Question Bank Common Question Features

Scoring — Multipliers & Dimensions

How question scoring works — point multipliers, negative multipliers, and assigning competency dimensions.

Updated 2026/06/03

Scoring in TestInvite works in two steps: first the candidate’s response produces a success rate (between -100% and 100%), then that success rate is multiplied by the question’s point multiplier to produce the final score.

Positive Multiplier

The positive multiplier is the maximum number of points the question is worth. A candidate who answers perfectly (100% success rate) earns this many points. A candidate who is partially correct earns a proportional amount. For example: 80% success rate × 5 points = 4 points.

Negative Multiplier

If the success rate is negative — meaning the candidate selected more wrong answers than right ones — the negative multiplier is applied instead. This is used to penalize guessing. Set the negative multiplier to 0 if you do not want any penalty for wrong answers.

Dimensions

A dimension is a named competency or skill area that a question measures — for example “Verbal Reasoning”, “JavaScript”, or “Leadership”. Assigning a dimension to a question means the candidate’s success rate on that question also contributes to the dimension’s score in the result report.

Each dimension has its own multiplier, so you can weight different dimensions differently.
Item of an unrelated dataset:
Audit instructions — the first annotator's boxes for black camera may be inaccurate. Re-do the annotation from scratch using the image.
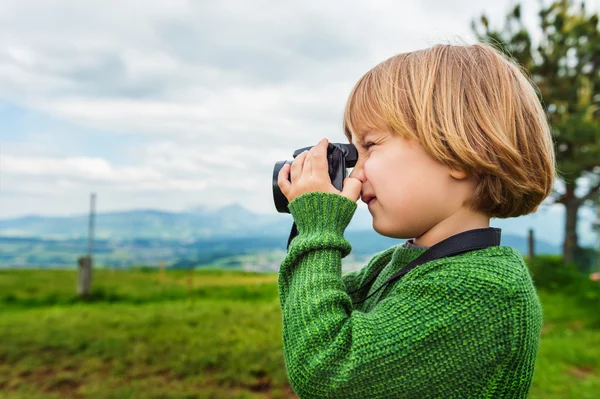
[273,143,358,213]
For example, a question tagged with “JavaScript” with a dimension multiplier of 3 contributes 3 points to the JavaScript dimension score for a perfect answer.

You can type a dimension name directly in the editor — you do not need to pre-define it in the Scoring Framework. However, using the Scoring Framework to pre-define a hierarchy of dimensions ensures consistency across your entire question bank.

A question can be assigned to multiple dimensions simultaneously. Each dimension’s score is calculated independently using the same success rate but its own multiplier.